These two performances – Yin and Yang – are key to the production. Ozucelik’s is quicksilver and snakelike even while smiling, while Chong Nee’s portrayal of dignity and love gone hopelessly awry grows increasingly absorbing even as he sinks towards hate and murder. 

Between them, unknowing and innocent in her pleasure at loving and being loved by Othello is Desdemona (Elizabeth Nabben). Her youth and guileless approach to life are a luminous pale bloom in the midst of gathering storms of rage and loathing.
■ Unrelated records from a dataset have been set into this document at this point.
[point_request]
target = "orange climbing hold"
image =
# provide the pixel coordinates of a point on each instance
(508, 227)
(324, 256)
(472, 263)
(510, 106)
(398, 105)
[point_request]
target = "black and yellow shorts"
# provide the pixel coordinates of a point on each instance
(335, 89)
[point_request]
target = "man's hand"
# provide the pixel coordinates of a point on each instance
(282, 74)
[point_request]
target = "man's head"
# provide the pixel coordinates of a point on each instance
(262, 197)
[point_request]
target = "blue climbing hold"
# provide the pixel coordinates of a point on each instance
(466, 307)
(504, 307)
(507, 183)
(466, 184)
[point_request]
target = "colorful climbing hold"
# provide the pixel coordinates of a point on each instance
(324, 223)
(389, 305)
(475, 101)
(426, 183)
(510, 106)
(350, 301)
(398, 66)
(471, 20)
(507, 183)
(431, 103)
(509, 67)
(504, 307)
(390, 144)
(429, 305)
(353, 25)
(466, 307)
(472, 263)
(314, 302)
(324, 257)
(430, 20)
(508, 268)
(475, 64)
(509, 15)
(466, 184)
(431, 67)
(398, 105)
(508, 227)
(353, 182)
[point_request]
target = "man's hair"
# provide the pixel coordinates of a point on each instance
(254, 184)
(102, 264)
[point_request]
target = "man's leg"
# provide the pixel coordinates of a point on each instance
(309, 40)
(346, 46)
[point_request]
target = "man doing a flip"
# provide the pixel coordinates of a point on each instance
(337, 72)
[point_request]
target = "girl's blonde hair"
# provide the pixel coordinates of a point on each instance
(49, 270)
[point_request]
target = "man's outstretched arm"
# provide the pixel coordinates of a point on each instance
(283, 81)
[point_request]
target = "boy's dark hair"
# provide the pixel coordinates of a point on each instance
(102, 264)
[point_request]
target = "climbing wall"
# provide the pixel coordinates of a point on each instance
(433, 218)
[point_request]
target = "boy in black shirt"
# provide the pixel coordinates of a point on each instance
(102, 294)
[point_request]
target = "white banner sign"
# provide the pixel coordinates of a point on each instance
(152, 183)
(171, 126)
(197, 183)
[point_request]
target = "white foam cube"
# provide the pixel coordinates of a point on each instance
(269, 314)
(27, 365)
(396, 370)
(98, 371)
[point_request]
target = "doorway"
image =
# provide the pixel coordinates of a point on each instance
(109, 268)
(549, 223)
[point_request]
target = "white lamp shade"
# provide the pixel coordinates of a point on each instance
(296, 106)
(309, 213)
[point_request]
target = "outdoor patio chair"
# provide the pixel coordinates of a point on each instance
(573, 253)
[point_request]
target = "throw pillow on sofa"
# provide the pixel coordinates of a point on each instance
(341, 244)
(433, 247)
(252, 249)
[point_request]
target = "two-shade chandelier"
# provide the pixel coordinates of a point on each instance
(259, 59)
The first half (the play runs for two hours 40 minutes including a 20 minute interval) is not especially absorbing as characters and situations are drawn and placed in position for the climactic events of the second. The restrictions of a touring production means a lot of visual reliance is placed on not very much – a long table that is spun, moved and re-moved by the cast is ingenious – but the soundscape is awkward. The racket that signifies a mighty tempest is more like the back end of a suburban disco and has nothing to do with anything else. 

The company is rightly dominated by Ray Chong Nee and Yalin Ozucelik with Elizabeth Nabben, James Lugton and Edmund Lembke-Hogan giving fine support. The rest are as at ease and in tune with the production as could be expected of a show that has been on the road since July and the second half and final scenes are as devastating and compelling as might ever be imagined. Recommended.